Roosevelt was worried that the records of his administration — like many prior presidents’ papers — would be lost, destroyed or sold off to private bidders. He also wanted a place to write his memoirs and, most of all, to burnish his image as a defender of democracy.

So when Roosevelt opened his library in 1941, shortly after winning a third term, he contrasted American traditions of freedom to the looming threat of fascism. “This latest addition to the archives of America is dedicated at a moment when government of the people by themselves is being attacked everywhere,” he declared.

In 1955, the Presidential Libraries Act converted Roosevelt’s precedent into law. Each succeeding president would raise money to construct his own library, while the federal government would pay for its operation and upkeep.

But the act allowed the president to retain legal ownership of his papers, even as he deeded them to the government. That would change after Richard Nixon’s 1974 resignation, when Nixon sought to retain control of secretly recorded conversations and other material from his scandal-tainted administration.

Congress responded by seizing Nixon’s papers, insisting that they were public rather than private property. And four years later, in 1978, the Presidential Records Act confirmed that the government retained “complete ownership, possession, and control” of all such materials.

Even so, presidents would continue to fund the libraries where the papers would be stored. That gave them the right to determine the sites of these facilities and — most of all — the stories that would be told in them.

So Bill Clinton’s presidential library in Little Rock, Arkansas, gives only a brief nod to Monica Lewinsky and the sex scandal that nearly ended his presidency. And the recently opened George W. Bush Presidential Library in Dallas offers none-too-subtle defences of Bush’s most controversial decisions, especially the invasion of Iraq and the interrogation techniques of suspected terrorists.

All of this historical revisionism is subsidised by taxpayers, of course. The annual operating expenses of our 13 presidential libraries is almost $100 million, which is hardly chump change.

But it pales next to the sums that the presidents themselves generate, which raise another set of concerns.

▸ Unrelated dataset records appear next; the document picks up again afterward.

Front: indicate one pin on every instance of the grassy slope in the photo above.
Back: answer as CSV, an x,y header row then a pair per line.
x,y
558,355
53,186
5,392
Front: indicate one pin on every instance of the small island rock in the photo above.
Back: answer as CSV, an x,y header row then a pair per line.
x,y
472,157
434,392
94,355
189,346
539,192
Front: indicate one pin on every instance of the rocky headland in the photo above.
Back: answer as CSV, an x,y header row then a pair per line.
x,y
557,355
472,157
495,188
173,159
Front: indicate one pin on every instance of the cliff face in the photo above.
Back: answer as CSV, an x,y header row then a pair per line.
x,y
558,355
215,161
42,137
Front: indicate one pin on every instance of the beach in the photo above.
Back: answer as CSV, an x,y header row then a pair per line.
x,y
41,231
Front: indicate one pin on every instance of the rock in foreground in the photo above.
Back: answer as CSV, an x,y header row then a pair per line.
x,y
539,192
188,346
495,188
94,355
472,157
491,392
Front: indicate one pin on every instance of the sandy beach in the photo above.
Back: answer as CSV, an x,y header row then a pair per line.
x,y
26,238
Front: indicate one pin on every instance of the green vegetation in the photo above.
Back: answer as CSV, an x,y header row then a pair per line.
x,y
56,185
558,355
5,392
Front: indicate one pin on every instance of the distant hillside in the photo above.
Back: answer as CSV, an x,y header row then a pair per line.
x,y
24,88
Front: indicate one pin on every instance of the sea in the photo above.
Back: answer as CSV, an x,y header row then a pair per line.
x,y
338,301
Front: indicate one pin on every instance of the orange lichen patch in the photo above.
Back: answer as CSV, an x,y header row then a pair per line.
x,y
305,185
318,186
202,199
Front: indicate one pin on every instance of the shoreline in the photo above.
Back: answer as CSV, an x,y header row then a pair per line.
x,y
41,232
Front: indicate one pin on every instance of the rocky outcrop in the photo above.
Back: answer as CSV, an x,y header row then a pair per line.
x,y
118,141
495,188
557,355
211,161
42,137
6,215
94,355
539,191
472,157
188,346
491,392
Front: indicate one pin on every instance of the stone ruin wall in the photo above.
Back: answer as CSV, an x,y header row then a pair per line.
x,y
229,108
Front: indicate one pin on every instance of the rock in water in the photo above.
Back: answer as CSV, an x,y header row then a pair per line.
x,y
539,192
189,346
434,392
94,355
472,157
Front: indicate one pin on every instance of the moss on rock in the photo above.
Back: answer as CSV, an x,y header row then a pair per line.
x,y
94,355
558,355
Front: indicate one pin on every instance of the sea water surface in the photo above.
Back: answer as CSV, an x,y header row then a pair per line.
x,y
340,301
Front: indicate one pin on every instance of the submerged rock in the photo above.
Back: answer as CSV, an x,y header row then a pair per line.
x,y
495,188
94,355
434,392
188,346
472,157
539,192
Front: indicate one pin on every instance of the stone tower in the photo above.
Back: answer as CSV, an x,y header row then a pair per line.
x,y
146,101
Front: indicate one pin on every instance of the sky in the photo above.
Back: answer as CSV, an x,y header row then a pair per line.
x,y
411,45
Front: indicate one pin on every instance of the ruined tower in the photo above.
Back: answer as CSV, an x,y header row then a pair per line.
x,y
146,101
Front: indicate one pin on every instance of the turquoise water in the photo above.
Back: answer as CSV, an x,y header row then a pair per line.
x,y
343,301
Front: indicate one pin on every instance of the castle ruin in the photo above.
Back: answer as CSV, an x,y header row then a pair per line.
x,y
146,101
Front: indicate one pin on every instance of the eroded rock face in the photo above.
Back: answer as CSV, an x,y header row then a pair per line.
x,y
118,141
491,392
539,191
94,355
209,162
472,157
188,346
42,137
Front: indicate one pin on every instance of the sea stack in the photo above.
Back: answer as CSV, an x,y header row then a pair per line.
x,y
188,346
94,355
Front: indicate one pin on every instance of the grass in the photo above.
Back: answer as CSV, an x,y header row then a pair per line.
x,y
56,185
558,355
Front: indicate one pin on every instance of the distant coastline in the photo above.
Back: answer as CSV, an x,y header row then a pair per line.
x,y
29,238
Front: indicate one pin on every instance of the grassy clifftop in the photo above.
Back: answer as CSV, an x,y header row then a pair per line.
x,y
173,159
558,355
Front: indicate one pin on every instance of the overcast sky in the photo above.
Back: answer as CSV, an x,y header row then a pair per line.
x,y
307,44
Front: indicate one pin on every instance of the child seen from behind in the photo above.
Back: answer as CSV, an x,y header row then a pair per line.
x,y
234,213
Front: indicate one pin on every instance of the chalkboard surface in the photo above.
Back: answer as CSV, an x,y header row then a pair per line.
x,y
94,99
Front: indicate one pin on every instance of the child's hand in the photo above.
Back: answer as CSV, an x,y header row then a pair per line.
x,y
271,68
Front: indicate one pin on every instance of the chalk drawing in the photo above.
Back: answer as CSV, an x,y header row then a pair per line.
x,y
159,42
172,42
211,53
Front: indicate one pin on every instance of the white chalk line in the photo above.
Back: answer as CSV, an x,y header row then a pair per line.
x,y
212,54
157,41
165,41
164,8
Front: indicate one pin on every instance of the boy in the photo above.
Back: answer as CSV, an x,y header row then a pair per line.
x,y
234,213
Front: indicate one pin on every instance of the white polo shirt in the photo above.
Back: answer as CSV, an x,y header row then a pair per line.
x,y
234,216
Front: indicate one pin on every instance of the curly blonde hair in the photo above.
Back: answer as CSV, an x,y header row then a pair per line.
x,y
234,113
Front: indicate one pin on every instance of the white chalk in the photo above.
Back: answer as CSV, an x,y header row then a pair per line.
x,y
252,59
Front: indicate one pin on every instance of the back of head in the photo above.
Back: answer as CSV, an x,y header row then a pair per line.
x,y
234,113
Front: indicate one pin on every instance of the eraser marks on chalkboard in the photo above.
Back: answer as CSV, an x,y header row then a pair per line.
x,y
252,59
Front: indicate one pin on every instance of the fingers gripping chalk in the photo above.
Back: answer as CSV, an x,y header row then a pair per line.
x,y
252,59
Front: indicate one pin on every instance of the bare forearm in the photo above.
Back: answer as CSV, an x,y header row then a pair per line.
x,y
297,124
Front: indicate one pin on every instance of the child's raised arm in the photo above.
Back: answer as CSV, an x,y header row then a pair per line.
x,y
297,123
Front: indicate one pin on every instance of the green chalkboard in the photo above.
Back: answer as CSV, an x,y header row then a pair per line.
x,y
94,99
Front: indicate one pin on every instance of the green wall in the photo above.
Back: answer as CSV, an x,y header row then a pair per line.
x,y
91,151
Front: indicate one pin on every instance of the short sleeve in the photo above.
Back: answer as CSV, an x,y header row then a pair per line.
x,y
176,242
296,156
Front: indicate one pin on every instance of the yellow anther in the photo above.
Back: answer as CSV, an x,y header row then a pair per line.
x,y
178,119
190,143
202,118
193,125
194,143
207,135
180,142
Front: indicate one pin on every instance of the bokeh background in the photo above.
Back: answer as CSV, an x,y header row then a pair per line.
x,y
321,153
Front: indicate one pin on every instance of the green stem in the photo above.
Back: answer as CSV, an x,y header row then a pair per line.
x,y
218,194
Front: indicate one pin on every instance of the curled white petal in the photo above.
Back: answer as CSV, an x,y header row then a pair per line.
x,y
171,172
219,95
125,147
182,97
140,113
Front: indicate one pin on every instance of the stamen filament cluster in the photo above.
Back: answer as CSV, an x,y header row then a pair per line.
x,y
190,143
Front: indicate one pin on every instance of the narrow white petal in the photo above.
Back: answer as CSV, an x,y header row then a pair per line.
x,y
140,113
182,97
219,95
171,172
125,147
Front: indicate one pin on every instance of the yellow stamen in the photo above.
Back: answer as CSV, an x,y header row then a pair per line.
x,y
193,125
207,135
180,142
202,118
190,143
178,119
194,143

George H.W. Bush received substantial library donations from foreign governments — including Saudi Arabia and Kuwait — as well as from the father of a man he had recently pardoned.

Most notoriously, Clinton issued an 11th-hour pardon to fugitive commodities trader Marc Rich after Rich’s ex-wife donated $450,000 to Clinton’s library foundation. And we don’t know the full financial story of other presidential libraries, because the libraries aren’t required to disclose their contributors.

To its credit, Obama’s library foundation is releasing the names of everyone who gives more than $200. The foundation has also declared that it will not accept donations from foreign nationals, a welcome step as well.

But it’s still worth asking whether Chicago investment manager Michael Sacks — who also served as one of Emanuel’s biggest campaign donors — expects to get something for his $250,000-to-$500,000 contribution to the Obama library. And, most of all, we should wonder why the president should have a separate library in the first place.

If all presidential records were located in one place — say, a Center for Presidential Research — we wouldn’t have to operate 13 of them. More Americans would be able to visit the facility. And most of all, we would all participate in telling the story of our presidency. That’s how it should work, in a government of the people by themselves.

Jonathan Zimmerman is a professor of history and education at New York University.